Que répondez-vous aux critiques formulées à l'encontre de l’algorithme qui régit le newsfeed?

L.S. On nous demande surtout d’être le plus transparent possible dans les changements opérés sur l’algorithme. Et nous entendons cette demande. La plateforme devient de plus en plus riche et complexe. Les outils pour communiquer sont de plus en plus nombreux. À l’instar de la vidéo, qui n’existait pas il y a deux ans. Notre travail reste de construire la meilleure expérience possible pour les membres de Facebook. Et pour cela, nous améliorons régulièrement l’algorithme qui gère le fil d'actualité. Du reste, nous annonçons publiquement ces différentes modifications, comme les mesures pour éviter les titres «pièges à clics», il y a six mois. Informer nos partenaires sur le fonctionnement de Facebook, Instagram ou encore Messenger, c’est notre mission au quotidien: à quelle heure publier tel contenu, comment faire une bonne accroche, un post engageant, une bonne vidéo... Via des formations, des webinars, des événements dans nos locaux ou chez nos clients.

 

(1) Le chiffre d'affaires du marché de la publicité mondiale est estimée à 548,2 milliards de dollars, selon les prévisions de Carat. La part du digital est de 27,7%. 

Facebook bat la mesure en France

Le réseau social va proposer à ses partenaires la mise en place d’un «Measurement Council» en France. Une structure qui va rassembler un certain nombre d’acteurs issus des grands instituts de mesure, à l'instar du CESP (Centre d'étude des supports de publicité), des agences médias (Group M, Publicis...), de grands annonceurs (LVMH...), etc. «Avec l’évolution et la complexification des comportements médias, les sujets de mesure animent toute l’industrie. Le Measurement Council sera un club de réflexion et de travail.
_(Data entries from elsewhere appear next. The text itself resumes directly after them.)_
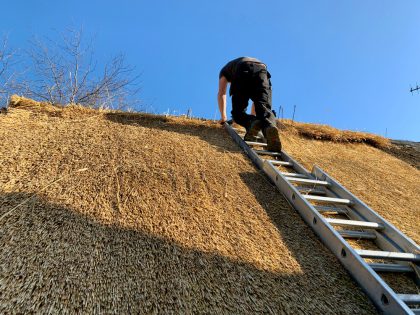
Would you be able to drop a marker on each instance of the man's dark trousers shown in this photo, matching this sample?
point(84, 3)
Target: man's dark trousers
point(252, 81)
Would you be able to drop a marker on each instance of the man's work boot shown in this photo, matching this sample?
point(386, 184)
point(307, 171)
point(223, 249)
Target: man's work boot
point(254, 129)
point(273, 139)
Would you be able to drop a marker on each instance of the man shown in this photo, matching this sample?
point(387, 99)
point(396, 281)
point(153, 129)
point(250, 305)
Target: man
point(249, 79)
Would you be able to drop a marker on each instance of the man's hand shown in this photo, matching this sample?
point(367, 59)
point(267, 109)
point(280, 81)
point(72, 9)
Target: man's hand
point(222, 120)
point(221, 99)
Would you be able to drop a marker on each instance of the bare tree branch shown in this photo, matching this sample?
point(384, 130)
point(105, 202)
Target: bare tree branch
point(7, 75)
point(66, 72)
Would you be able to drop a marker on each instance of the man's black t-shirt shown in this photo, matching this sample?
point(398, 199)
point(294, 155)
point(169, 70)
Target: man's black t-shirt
point(229, 70)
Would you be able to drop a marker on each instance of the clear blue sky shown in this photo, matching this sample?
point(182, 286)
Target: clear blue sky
point(348, 64)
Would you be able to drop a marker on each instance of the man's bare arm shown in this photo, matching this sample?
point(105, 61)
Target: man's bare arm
point(221, 98)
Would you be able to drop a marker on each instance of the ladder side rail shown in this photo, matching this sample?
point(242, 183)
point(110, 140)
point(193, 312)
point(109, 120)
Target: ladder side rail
point(381, 239)
point(390, 231)
point(379, 292)
point(255, 158)
point(296, 165)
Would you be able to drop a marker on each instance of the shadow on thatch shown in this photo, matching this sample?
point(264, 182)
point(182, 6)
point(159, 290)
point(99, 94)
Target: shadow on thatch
point(57, 260)
point(208, 131)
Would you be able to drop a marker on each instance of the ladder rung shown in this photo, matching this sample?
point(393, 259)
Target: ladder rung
point(390, 267)
point(310, 190)
point(410, 299)
point(307, 181)
point(294, 175)
point(256, 143)
point(354, 223)
point(331, 209)
point(357, 234)
point(328, 199)
point(282, 163)
point(378, 254)
point(264, 152)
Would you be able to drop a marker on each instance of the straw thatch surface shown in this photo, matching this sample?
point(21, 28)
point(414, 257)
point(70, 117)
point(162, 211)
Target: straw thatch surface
point(325, 132)
point(387, 184)
point(118, 213)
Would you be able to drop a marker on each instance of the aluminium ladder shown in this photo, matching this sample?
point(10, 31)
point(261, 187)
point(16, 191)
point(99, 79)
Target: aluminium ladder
point(316, 194)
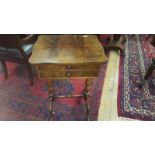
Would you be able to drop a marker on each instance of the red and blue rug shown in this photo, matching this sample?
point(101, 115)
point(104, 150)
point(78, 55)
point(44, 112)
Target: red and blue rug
point(20, 101)
point(134, 102)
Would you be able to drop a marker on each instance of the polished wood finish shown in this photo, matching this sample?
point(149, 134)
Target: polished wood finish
point(14, 41)
point(67, 56)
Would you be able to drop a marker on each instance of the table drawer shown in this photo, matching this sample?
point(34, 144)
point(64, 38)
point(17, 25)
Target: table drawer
point(67, 74)
point(64, 67)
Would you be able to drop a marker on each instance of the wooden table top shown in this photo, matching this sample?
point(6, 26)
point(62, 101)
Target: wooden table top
point(67, 49)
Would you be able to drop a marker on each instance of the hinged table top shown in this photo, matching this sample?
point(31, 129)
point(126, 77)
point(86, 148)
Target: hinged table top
point(64, 49)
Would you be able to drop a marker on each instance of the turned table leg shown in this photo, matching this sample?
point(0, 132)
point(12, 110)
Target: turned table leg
point(86, 94)
point(51, 97)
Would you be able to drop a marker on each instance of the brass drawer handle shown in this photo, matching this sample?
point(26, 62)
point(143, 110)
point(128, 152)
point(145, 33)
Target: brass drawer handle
point(68, 74)
point(69, 66)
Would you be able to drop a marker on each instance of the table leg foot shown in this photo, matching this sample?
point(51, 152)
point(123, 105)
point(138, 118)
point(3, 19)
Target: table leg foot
point(51, 111)
point(85, 95)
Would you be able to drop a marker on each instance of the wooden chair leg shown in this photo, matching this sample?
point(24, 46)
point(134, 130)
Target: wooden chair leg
point(4, 67)
point(29, 69)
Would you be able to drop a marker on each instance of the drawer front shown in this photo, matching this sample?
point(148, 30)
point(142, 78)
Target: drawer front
point(66, 74)
point(64, 67)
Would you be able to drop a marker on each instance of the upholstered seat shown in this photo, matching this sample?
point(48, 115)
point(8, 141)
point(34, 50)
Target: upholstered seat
point(14, 49)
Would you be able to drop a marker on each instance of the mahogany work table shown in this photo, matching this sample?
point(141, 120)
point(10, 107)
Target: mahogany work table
point(67, 56)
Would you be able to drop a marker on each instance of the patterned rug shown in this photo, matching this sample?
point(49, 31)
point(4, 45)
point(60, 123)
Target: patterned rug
point(134, 102)
point(19, 101)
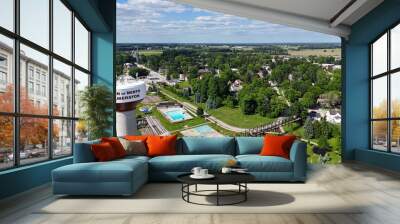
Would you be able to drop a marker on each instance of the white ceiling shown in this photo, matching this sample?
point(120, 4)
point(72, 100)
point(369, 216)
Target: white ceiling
point(314, 15)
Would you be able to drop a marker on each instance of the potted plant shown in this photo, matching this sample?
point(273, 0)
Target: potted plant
point(96, 102)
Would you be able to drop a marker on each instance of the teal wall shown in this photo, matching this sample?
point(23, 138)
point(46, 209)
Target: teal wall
point(356, 101)
point(99, 15)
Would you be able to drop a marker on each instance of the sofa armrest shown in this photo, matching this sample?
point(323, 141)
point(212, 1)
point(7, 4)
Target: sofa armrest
point(83, 152)
point(298, 155)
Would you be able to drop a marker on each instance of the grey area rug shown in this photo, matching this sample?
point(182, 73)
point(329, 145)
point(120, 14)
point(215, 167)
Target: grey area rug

Il adressera les problématiques d’efficacité avec des sujets tels que les enjeux des complémentarités média, d’efficacité court terme et long terme ou encore les liens entre veiwability et efficacité», détaille Laurent Solly. Ce groupe de réflexion se réunira au minimum deux fois par an pour un ordre du jour choisi à l'avance parmi tous ces sujets.